When it comes to tree pruning, it's important to understand that not all cuts are created equal. Making large cuts close to the tree's trunk can lead to wood rot propagation and the eventual death of the tree. In this article, we will discuss why making large cuts close to the tree's trunk is problematic and what you can do to avoid it.
The first thing to understand is that trees have a protective layer of bark that surrounds the trunk and branches. This bark acts as a barrier, protecting the tree from diseases, pests, and environmental stressors. When a tree is pruned, the bark is also cut, which can open the tree up to infection and decay.
Making large cuts close to the tree's trunk can cause significant damage to the bark, which can lead to wood rot propagation. Wood rot is a condition that occurs when fungi or bacteria infect the tree's wood, causing it to decay. When the bark is damaged, it can no longer protect the tree from these organisms, which can then spread into the tree's wood, causing decay and weakening the structure of the tree.
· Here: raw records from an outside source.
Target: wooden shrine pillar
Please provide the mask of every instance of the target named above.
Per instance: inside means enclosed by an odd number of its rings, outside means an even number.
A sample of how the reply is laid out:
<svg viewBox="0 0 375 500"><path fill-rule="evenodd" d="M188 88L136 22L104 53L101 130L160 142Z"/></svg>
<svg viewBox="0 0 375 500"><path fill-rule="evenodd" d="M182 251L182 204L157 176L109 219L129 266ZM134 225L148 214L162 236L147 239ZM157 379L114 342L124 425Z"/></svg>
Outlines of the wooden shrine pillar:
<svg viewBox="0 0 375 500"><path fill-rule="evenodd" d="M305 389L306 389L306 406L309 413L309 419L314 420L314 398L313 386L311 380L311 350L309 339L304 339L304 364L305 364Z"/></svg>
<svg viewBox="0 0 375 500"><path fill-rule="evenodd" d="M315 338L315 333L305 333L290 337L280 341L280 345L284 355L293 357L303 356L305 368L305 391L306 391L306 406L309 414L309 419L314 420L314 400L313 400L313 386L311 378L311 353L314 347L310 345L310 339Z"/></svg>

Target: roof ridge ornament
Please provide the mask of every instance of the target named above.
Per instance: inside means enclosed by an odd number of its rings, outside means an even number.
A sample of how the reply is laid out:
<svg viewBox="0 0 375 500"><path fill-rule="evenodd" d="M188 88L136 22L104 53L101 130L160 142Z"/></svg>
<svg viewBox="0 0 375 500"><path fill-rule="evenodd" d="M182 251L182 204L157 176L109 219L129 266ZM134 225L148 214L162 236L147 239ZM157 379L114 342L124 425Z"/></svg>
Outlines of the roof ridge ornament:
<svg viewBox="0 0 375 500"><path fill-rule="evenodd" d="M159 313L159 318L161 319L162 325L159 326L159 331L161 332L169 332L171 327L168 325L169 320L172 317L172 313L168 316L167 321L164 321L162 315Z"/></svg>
Another problem with making large cuts close to the tree's trunk is that it can lead to the formation of "crotches" where the branches meet the trunk. These crotches can be weak points in the tree and can make it more susceptible to failure in high winds or heavy snow.
To avoid these problems, it's important to use proper pruning techniques when working on trees. This means making smaller, more precise cuts that are farther away from the tree's trunk. This will minimize the damage to the bark and reduce the risk of wood rot propagation. Additionally, it is recommended to always have an arborist conduct the pruning, as they are trained professionals that have the knowledge and equipment to safely prune trees.
Making large cuts close to the tree's trunk can lead to wood rot propagation and the eventual death of the tree. To avoid these problems, it's important to use proper pruning techniques and to consult with a professional arborist to ensure that your trees are pruned safely and correctly. By following these guidelines, you can help to keep your trees healthy and strong for many years to come.
With my many years arboring here in the Denver metro I have seen my fare share of terrible tree work, consisting of exactly what this article talks about...making large unnecessary cuts close to the trunk. Another sign of terrible tree work is what we call tree topping, no professional tops a tree ever or reccommends toping a tree. You've been warmed what bad tree work looks like so make sure you do business with the best like Colorado Premier Tree Care to ensure you're receiving the right care.